In 1970, Elder became a regular cast member of NBC's Rowan and Martin's Laugh-In, remaining with the hit comedy hour for two seasons. She was also seen twice on the ABC comedy anthology Love, American Style, and in an episode of The Odd Couple. Elder appeared occasionally on the CBS daytime game show Match Game during its 1970s run. Her film appearances include Don't Make Waves and For Singles Only.
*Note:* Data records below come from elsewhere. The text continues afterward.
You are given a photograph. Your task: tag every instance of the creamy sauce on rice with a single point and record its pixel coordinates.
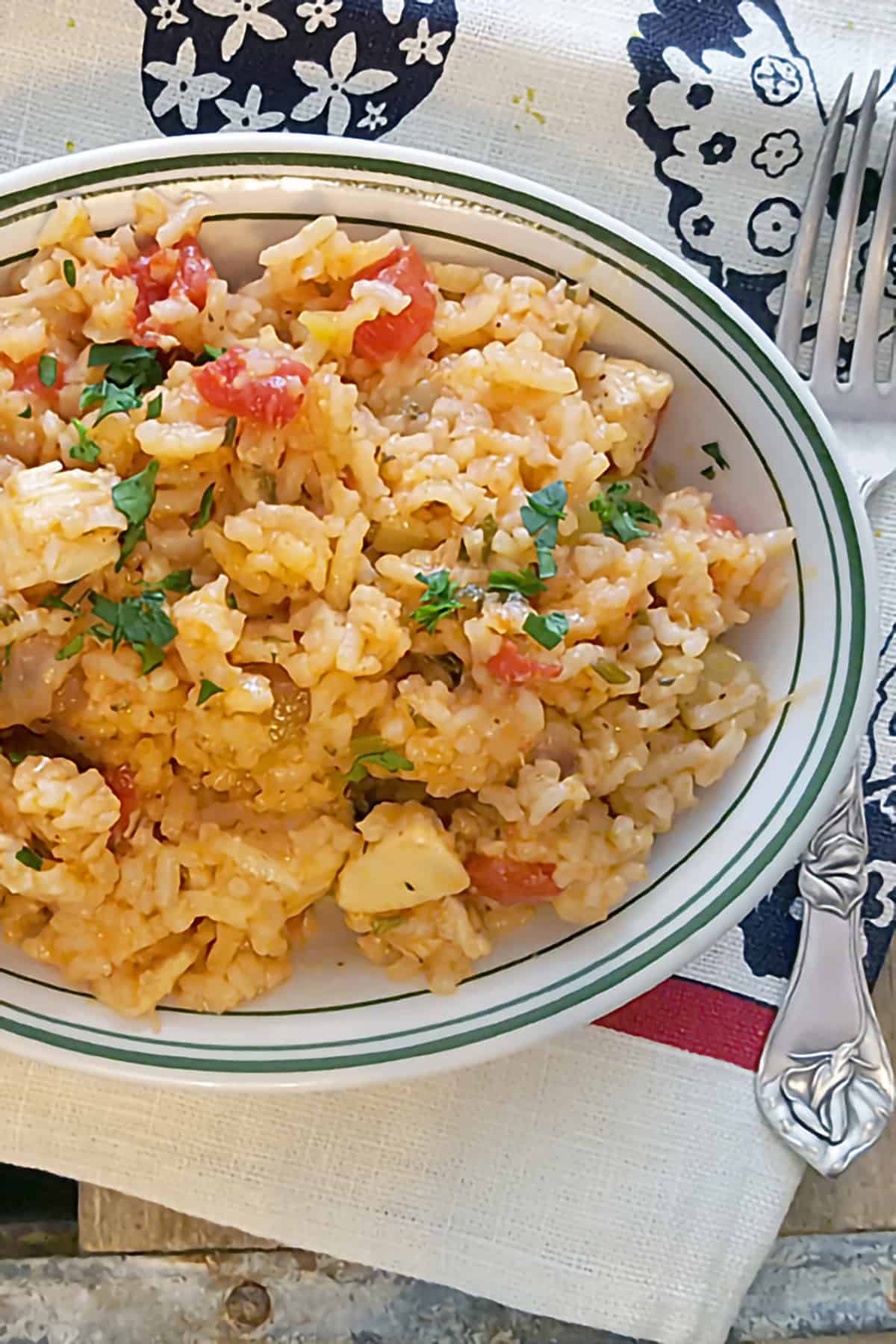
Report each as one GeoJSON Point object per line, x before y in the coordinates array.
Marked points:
{"type": "Point", "coordinates": [351, 585]}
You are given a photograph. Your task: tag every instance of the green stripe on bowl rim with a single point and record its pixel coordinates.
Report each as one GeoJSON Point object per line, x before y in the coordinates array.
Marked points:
{"type": "Point", "coordinates": [742, 339]}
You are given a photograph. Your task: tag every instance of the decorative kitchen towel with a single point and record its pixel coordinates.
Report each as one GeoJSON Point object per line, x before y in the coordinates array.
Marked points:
{"type": "Point", "coordinates": [620, 1177]}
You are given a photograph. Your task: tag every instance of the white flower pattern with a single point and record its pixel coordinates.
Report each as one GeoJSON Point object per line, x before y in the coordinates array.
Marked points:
{"type": "Point", "coordinates": [249, 116]}
{"type": "Point", "coordinates": [394, 10]}
{"type": "Point", "coordinates": [168, 13]}
{"type": "Point", "coordinates": [425, 46]}
{"type": "Point", "coordinates": [246, 13]}
{"type": "Point", "coordinates": [332, 87]}
{"type": "Point", "coordinates": [374, 117]}
{"type": "Point", "coordinates": [319, 13]}
{"type": "Point", "coordinates": [184, 89]}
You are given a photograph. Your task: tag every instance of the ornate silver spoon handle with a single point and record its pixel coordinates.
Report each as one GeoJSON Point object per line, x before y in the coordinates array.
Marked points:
{"type": "Point", "coordinates": [825, 1082]}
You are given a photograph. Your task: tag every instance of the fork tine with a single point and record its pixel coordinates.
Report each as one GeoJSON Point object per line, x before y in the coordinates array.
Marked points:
{"type": "Point", "coordinates": [793, 309]}
{"type": "Point", "coordinates": [871, 302]}
{"type": "Point", "coordinates": [824, 371]}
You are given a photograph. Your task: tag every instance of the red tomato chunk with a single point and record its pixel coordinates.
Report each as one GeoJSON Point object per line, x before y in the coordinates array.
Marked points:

In 1973, Elder contributed to an album on the Hidden Records label titled The Watergate Comedy Hour, which also featured Jack Burns, Avery Schreiber, and Fannie Flagg.

In 1980, HBO hired her as the producer of their first independent production, a satirical election special called A Funny Thing Happened on the Way to the White House, hosted by Steve Allen and with Paul Krassner as head writer.